* FY EBITDA 297.8 mln euros vs forecast 292.75 mln
* CEO signals a return of volatility
* Looking for more deals after Irish exchange purchase (Adds details, CEO comments)
By Noor Zainab Hussain
Feb 19 (Reuters) - Euronext is looking to buy more European exchanges following last year’s purchase of the Irish Stock Exchange (ISE), it said on Monday, as it strives to turn up the heat on bigger rivals Deutsche Boerse and the London Stock Exchange.
The pan-European exchange, which already operates bourses in Paris, Amsterdam, Brussels, London and Lisbon, also beat full-year core earnings forecasts, and said it should benefit from a pick up in market volatility and an improving global economy.
“We include for the first time since our IPO a new exchange (ISE) and send a clear message to independent exchanges in Europe willing to benefit from our single liquidity pool and propriety technology platform,” CEO Stephane Boujnah said on a media and analyst call after the results.
Euronext bought ISE for 137 million euros ($170 million) last year to boost its position in debt and fund listings, and step up competition to the London Stock Exchange Group and Deutsche Boerse.
Tight cost control and rising volumes helped Euronext to cope with relatively calm markets last year, compared with 2016 when the U.S. presidential election and Britain’s vote to leave the European Union boosted volatility.
Volatility is an important driver of trading across a range of asset classes, including futures, exchange-traded funds and cash equities.
“Our confidence is strong for the next two years.
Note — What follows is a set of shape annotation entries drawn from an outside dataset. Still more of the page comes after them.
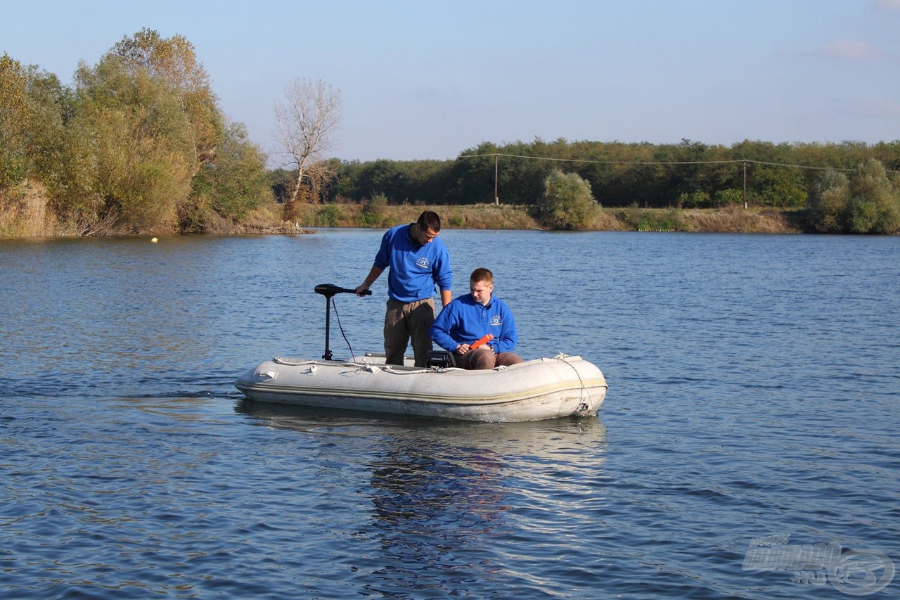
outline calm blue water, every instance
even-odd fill
[[[900,567],[900,239],[446,230],[520,354],[603,369],[598,418],[245,403],[321,356],[312,287],[381,233],[0,241],[0,596],[849,597],[751,554]],[[336,358],[381,350],[385,285],[336,296]]]

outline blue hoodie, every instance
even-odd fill
[[[487,345],[497,353],[511,352],[518,341],[516,320],[502,300],[491,295],[487,306],[475,302],[472,294],[458,296],[448,304],[431,326],[431,339],[451,352],[459,344],[472,344],[492,333]]]
[[[453,289],[453,271],[446,246],[435,238],[420,244],[410,237],[410,225],[392,227],[382,237],[375,266],[388,268],[388,295],[400,302],[433,297],[435,284]]]

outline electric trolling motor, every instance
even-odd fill
[[[322,354],[322,358],[326,360],[331,360],[331,350],[328,349],[328,334],[331,329],[331,298],[336,294],[356,294],[356,290],[349,287],[338,287],[334,284],[319,284],[315,290],[316,294],[321,294],[325,296],[325,353]],[[372,290],[367,289],[362,292],[362,295],[372,295]]]

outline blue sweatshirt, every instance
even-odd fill
[[[410,237],[410,225],[392,227],[382,237],[374,264],[388,272],[388,295],[400,302],[433,297],[435,285],[453,289],[453,271],[446,246],[435,238],[420,244]]]
[[[459,344],[472,344],[492,333],[487,345],[495,352],[511,352],[518,341],[512,311],[500,298],[491,295],[487,306],[475,302],[472,294],[458,296],[448,304],[431,326],[431,339],[451,352]]]

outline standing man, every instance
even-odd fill
[[[491,295],[494,275],[476,268],[469,277],[469,294],[444,307],[431,326],[431,339],[454,353],[456,366],[463,368],[493,368],[522,362],[514,354],[518,332],[512,312],[500,298]],[[487,343],[472,348],[487,334]]]
[[[382,237],[372,269],[356,294],[372,286],[385,268],[388,303],[384,314],[384,354],[389,365],[402,365],[410,340],[417,367],[427,367],[431,351],[429,331],[435,322],[435,286],[441,292],[441,306],[453,297],[450,256],[437,239],[441,218],[425,211],[416,223],[397,225]]]

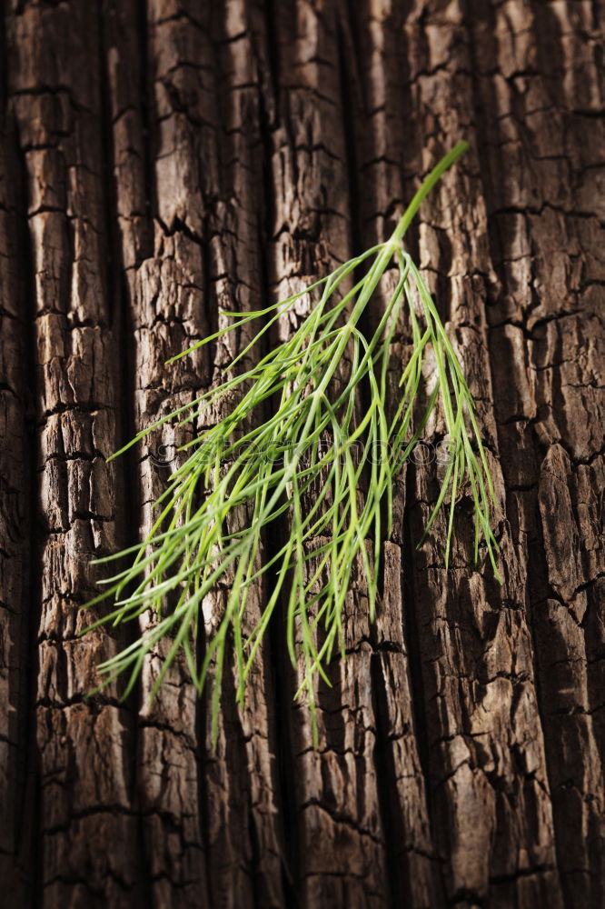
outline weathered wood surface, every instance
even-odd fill
[[[3,21],[3,904],[603,905],[602,5],[7,0]],[[84,702],[134,634],[77,637],[88,561],[148,524],[178,440],[104,457],[245,339],[166,356],[383,238],[461,137],[409,242],[477,397],[502,585],[463,517],[449,570],[439,526],[415,552],[437,486],[410,464],[319,751],[279,633],[243,712],[227,685],[216,750],[178,664],[146,704],[161,653],[126,703]]]

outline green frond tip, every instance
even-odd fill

Core business revenue should grow in line with forecasts, and we will continue our cost control discipline...,” Boujnah said.
He added volumes in 2018 had been “very strong”, with the return of volatility and a pick up in many European economies.
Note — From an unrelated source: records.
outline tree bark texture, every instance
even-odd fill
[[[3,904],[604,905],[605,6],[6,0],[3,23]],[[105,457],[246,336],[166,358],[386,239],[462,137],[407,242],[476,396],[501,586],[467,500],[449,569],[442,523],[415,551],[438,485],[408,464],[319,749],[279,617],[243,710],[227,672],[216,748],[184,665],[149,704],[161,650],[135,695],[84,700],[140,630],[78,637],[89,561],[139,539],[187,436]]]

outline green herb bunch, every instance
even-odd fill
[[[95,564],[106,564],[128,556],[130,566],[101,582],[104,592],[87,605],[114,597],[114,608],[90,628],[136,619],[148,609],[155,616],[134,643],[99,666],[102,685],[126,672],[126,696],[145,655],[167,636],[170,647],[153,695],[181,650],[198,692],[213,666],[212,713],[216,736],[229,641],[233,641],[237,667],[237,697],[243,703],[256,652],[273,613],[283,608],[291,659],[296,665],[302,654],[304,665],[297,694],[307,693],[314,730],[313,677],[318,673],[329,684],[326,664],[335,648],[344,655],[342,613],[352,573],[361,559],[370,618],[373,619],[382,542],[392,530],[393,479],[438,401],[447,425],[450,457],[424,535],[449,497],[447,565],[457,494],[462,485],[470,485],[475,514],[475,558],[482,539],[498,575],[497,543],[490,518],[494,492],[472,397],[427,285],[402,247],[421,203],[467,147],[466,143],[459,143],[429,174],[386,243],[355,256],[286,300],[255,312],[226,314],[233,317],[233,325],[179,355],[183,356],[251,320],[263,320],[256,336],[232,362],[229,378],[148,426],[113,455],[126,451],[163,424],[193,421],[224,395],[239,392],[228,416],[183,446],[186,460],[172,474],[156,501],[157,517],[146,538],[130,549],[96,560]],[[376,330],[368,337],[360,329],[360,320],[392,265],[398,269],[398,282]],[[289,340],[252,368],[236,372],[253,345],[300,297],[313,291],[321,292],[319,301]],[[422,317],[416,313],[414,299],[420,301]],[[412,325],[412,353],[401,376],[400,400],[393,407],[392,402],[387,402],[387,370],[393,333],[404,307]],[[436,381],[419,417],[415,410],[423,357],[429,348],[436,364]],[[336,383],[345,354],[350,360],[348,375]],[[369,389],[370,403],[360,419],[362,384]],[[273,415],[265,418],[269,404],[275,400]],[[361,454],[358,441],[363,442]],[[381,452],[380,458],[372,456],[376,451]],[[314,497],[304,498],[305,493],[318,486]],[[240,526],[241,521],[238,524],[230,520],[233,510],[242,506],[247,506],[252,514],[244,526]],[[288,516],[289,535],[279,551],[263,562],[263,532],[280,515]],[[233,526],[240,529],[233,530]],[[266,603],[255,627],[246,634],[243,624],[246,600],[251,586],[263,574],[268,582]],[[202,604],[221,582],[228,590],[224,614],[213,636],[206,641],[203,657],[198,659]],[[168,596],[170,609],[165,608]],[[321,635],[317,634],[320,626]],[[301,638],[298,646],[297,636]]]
Cash trading volumes were up 32.5 percent so far this year on the same period a year ago, with derivatives trading up 28.7 percent.
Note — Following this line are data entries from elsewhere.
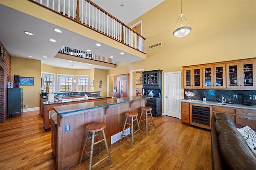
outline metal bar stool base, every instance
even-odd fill
[[[140,125],[139,124],[139,122],[138,121],[138,117],[137,116],[139,115],[139,114],[137,112],[128,112],[125,113],[125,115],[126,117],[125,119],[125,122],[124,123],[124,128],[123,128],[123,131],[122,132],[122,134],[121,135],[121,139],[120,139],[120,142],[122,141],[122,139],[123,137],[129,137],[128,135],[125,135],[124,134],[124,130],[125,129],[125,127],[126,125],[128,125],[129,127],[130,128],[130,133],[129,134],[129,135],[132,134],[132,148],[134,148],[134,134],[136,132],[139,132],[140,133],[140,137],[141,138],[141,140],[143,140],[142,138],[142,135],[141,133],[141,132],[140,131]],[[134,117],[135,117],[135,119],[134,119]],[[131,119],[131,124],[127,123],[127,120],[128,119]],[[138,129],[135,131],[134,131],[134,128],[133,128],[133,122],[136,121],[137,123],[137,125],[138,126]]]
[[[152,109],[151,107],[142,107],[141,108],[141,114],[140,114],[140,121],[139,121],[139,124],[140,124],[140,122],[143,121],[145,121],[145,127],[145,127],[146,128],[146,136],[148,136],[148,125],[150,125],[154,127],[154,129],[155,131],[156,130],[156,126],[155,126],[155,123],[154,122],[154,120],[153,120],[153,117],[152,116],[152,113],[151,113],[151,111],[152,110]],[[141,119],[141,117],[142,117],[142,115],[143,114],[143,112],[145,112],[145,119]],[[151,118],[151,122],[148,122],[148,116],[150,115]]]
[[[88,132],[88,133],[87,134],[85,141],[84,144],[84,147],[83,148],[82,154],[81,154],[81,158],[80,158],[80,160],[78,163],[79,166],[81,166],[84,154],[86,154],[90,158],[89,169],[90,170],[92,169],[92,167],[98,165],[108,158],[108,160],[109,161],[109,164],[110,166],[112,165],[111,158],[110,157],[110,155],[109,153],[109,151],[108,151],[108,144],[107,143],[106,136],[105,135],[105,132],[104,131],[104,129],[105,127],[106,124],[102,122],[94,122],[93,123],[90,123],[86,126],[86,131]],[[96,132],[97,133],[96,134],[95,134]],[[91,134],[90,133],[91,133],[92,134]],[[103,138],[102,139],[100,140],[100,134],[99,133],[101,133],[102,134],[103,136]],[[95,137],[96,136],[98,136],[98,141],[96,142],[94,142],[94,139]],[[92,139],[90,150],[90,152],[87,152],[86,150],[86,144],[87,144],[88,139],[90,138]],[[102,143],[103,141],[104,141],[105,144],[103,144]],[[98,144],[98,147],[94,149],[93,148],[94,145],[97,144]],[[99,154],[100,154],[101,153],[100,146],[103,146],[106,149],[108,156],[104,157],[102,159],[99,160],[97,162],[93,165],[92,165],[92,161],[93,151],[97,148],[98,148]]]

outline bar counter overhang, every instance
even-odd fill
[[[122,130],[125,113],[140,114],[140,108],[150,98],[133,96],[54,107],[57,117],[55,132],[52,130],[52,141],[56,141],[52,142],[52,147],[56,148],[53,152],[56,152],[57,169],[66,169],[78,163],[87,125],[96,121],[106,123],[105,133],[109,145],[110,137]],[[86,157],[85,155],[84,159]]]

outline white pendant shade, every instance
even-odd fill
[[[182,27],[175,30],[172,33],[172,35],[174,37],[180,38],[188,35],[191,30],[190,27]]]
[[[186,36],[191,31],[191,27],[190,27],[190,26],[189,25],[189,24],[188,24],[188,20],[186,19],[186,18],[185,18],[185,16],[184,16],[184,14],[182,13],[182,0],[181,0],[180,1],[181,2],[180,14],[180,16],[179,16],[179,18],[178,19],[177,23],[176,23],[176,25],[174,28],[174,30],[172,33],[173,36],[175,37],[178,37],[178,38],[180,38]],[[182,18],[184,18],[185,21],[186,21],[186,23],[188,26],[182,26]],[[176,27],[179,23],[180,19],[180,27],[176,29]]]

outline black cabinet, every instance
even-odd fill
[[[23,90],[21,88],[8,89],[7,96],[7,118],[13,113],[21,113],[23,109]]]
[[[142,87],[144,89],[162,89],[161,70],[142,72]]]
[[[151,98],[148,100],[146,105],[152,109],[151,112],[154,117],[158,117],[162,115],[162,97]]]

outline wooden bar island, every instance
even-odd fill
[[[122,130],[125,113],[140,113],[140,108],[149,98],[134,96],[54,107],[57,114],[52,117],[52,147],[57,169],[66,169],[78,164],[88,124],[106,123],[105,133],[109,145],[110,137]]]

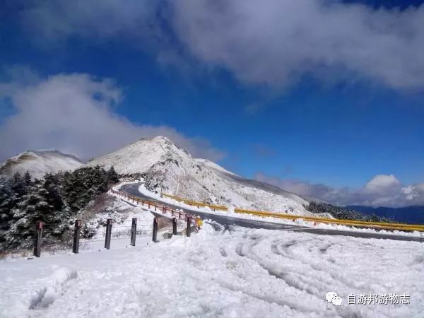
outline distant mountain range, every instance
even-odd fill
[[[404,206],[403,208],[373,208],[364,206],[348,206],[346,208],[364,214],[375,214],[391,218],[397,222],[411,224],[424,224],[424,206]]]
[[[265,182],[243,178],[208,160],[194,158],[187,151],[162,136],[139,140],[85,165],[77,158],[57,150],[28,151],[0,165],[0,179],[8,179],[16,172],[23,174],[27,170],[33,177],[40,178],[46,172],[69,171],[97,165],[105,169],[113,165],[121,175],[142,177],[146,187],[151,191],[208,204],[317,216],[307,210],[306,206],[312,201],[319,202]],[[399,222],[424,224],[423,206],[346,208]],[[319,213],[319,215],[329,214]]]
[[[55,149],[28,151],[5,160],[0,165],[0,178],[8,179],[15,172],[28,171],[33,177],[41,178],[46,172],[73,170],[83,165],[76,157]]]

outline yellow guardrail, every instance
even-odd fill
[[[180,198],[177,196],[170,194],[162,194],[163,196],[174,199],[177,201],[184,202],[187,204],[194,206],[208,206],[210,208],[215,210],[226,211],[228,208],[224,206],[217,206],[213,204],[207,204],[202,202],[197,202],[187,199]],[[360,228],[372,228],[384,230],[409,230],[409,231],[421,231],[424,232],[424,225],[416,224],[401,224],[401,223],[389,223],[387,222],[367,222],[355,220],[340,220],[329,218],[319,218],[314,216],[296,216],[291,214],[281,214],[273,212],[260,211],[254,210],[247,210],[244,208],[235,208],[235,212],[238,213],[253,214],[264,217],[273,217],[278,218],[285,218],[289,220],[295,220],[300,218],[305,220],[319,222],[327,224],[338,224],[341,225],[355,226]]]

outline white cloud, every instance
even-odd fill
[[[302,196],[334,204],[406,206],[424,204],[424,183],[403,185],[393,175],[377,175],[360,189],[335,188],[295,179],[281,179],[257,173],[257,180]]]
[[[175,44],[169,29],[193,56],[247,83],[281,88],[309,75],[424,88],[424,5],[399,11],[327,0],[30,3],[19,16],[42,42],[126,37],[141,47],[154,43],[160,59]]]
[[[364,190],[385,194],[396,192],[400,187],[401,182],[394,175],[377,175],[365,184]]]
[[[310,74],[423,88],[424,6],[400,12],[324,0],[177,4],[176,28],[192,52],[243,81],[278,87]]]
[[[0,159],[27,149],[57,148],[88,159],[143,137],[166,136],[195,157],[217,160],[223,153],[202,138],[167,126],[137,125],[114,112],[122,91],[110,79],[59,74],[30,84],[0,83],[0,96],[16,112],[0,126]]]

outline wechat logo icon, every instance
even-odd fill
[[[334,292],[328,292],[325,295],[325,299],[327,302],[332,302],[336,306],[340,306],[342,302],[341,298]]]

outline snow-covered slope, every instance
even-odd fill
[[[7,179],[28,170],[33,177],[40,178],[46,172],[73,170],[82,165],[77,158],[54,149],[28,151],[4,161],[0,165],[0,177]]]
[[[276,187],[239,177],[205,159],[192,158],[165,137],[141,139],[90,160],[88,166],[114,165],[122,175],[141,176],[149,190],[209,204],[308,215],[307,201]]]

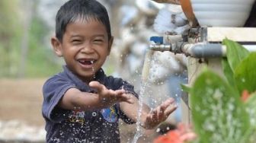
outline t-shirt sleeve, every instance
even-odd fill
[[[75,84],[58,76],[47,80],[43,87],[43,116],[52,122],[60,122],[69,115],[69,110],[57,106],[64,94]]]

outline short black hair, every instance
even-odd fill
[[[69,0],[60,7],[56,16],[56,37],[62,41],[67,25],[78,19],[94,19],[102,23],[110,40],[110,24],[106,8],[96,0]]]

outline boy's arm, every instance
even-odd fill
[[[65,93],[58,106],[66,110],[92,110],[110,106],[117,102],[132,102],[130,97],[124,94],[124,90],[108,90],[98,81],[92,81],[89,85],[95,88],[98,94],[82,92],[72,87]]]
[[[139,100],[131,95],[133,103],[121,102],[120,109],[131,119],[137,122],[137,115],[139,110]],[[156,127],[159,123],[164,122],[168,116],[176,110],[177,106],[172,98],[168,99],[161,105],[153,110],[145,103],[142,104],[140,116],[140,125],[147,129]]]

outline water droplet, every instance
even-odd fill
[[[97,116],[97,113],[96,112],[92,112],[92,116]]]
“Euro zone growth prospects have been revised upward at 2.3-2.4 percent in 2018 which is cyclically strong and likely going to support equity inflows into our market,” Boujnah said.
Euronext said it would keep a target to pay out 50 percent of its earnings as dividends, while also looking for deals.
Its acquisition plans include looking to further consolidate Europe’s cash equities market and diversifying revenue streams.
“The ISE decided to go this way at the end of last year and we are open to other European exchanges who want to follow the same ambition,” Boujnah said.
While Boujnah did not name exchanges Euronext could target, analysts have pointed to the Spanish stock exchange.